# GeoGrapher tutorial - the basics

This tutorial shows how to use GeoGrapher to create a remote sensing dataset
from vector data. If you are reading the html version in the documentation
and would prefer the actual ipynb file you can find it
[here](https://github.com/dida-do/GeoGrapher/tree/main/notebooks/tutorial_nb_basics.ipynb).
As vector data, we will use bounding boxes for sports stadiums.
You can download the file `stadiums.geojson` containing the vector data from [here](https://github.com/dida-do/GeoGrapher/tree/main/notebooks/stadiums.geojson).

Contents:

1. Creating an empty dataset
2. Adding vector data
3. Downloading rasters for the vector data
4. Opening and saving a connector

## 1. Creating an empty dataset

First, we import geographer, as well as some other imports we will need.

In [1]:
import geographer as gg
import geopandas as gpd
from pathlib import Path

The GeoGrapher library is built around the `Connector` class. A connector organizes a dataset of raster and vector data. To create an empty dataset, we use the `from_scratch` factory method:

The connector keeps track of the containment and intersection relations between raster and vector data in a bipartite graph. See our blogpost for a detailed explanation of why we want to keep track of this information.

In [2]:
from geographer import Connector

DATA_DIR = Path("gg_example_dataset")

connector = Connector.from_scratch(
    data_dir=DATA_DIR,
    task_vector_classes=["football", "baseball"],
)

This creates a connector with a dataset in `DATA_DIR`.

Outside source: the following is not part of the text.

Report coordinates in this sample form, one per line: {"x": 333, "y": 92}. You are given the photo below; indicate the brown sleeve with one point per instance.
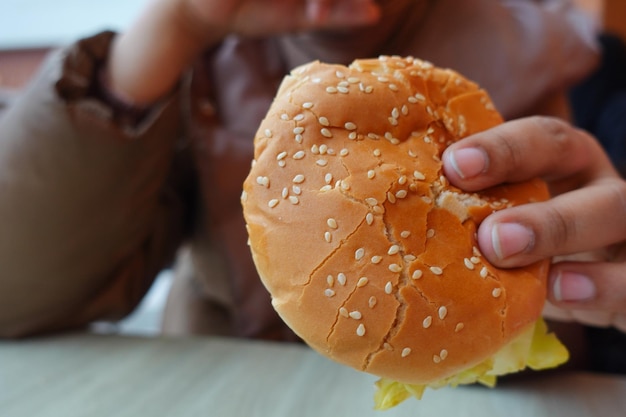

The `task_vector_classes` argument defines the classes that objects can belong to for multi-class segmentation. It is used when creating labels (see [this tutorial notebook](https://github.com/dida-do/GeoGrapher/tree/main/notebooks/tutorial_nb_cut_label_cluster.ipynb)). It is optional and at this not important here.

The most important attributes of a connector are its `rasters` and `vectors` attributes. These are geopandas GeoDataFrames. The `vectors` GeoDataFrame contains the vector geometries of the stadiums as well as tabular information about the stadiums (name, country, etc). It also contains an `"raster_count"` column, which we will explain later. The `rasters` GeoDataFrame contains as geometries the bounding boxes of the rasters in our dataset as well as tabular information about the rasters (e.g. raster name, date, etc).

In [4]:
connector.vectors

Unnamed: 0_level_0,geometry,raster_count
vector_name,Unnamed: 1_level_1,Unnamed: 2_level_1


In [5]:
connector.rasters

Unnamed: 0_level_0,geometry
raster_name,Unnamed: 1_level_1


As you can see both GeoDataFrames are empty. 

## 2. Adding vector data
Let's try adding our stadiums to the `vectors`. 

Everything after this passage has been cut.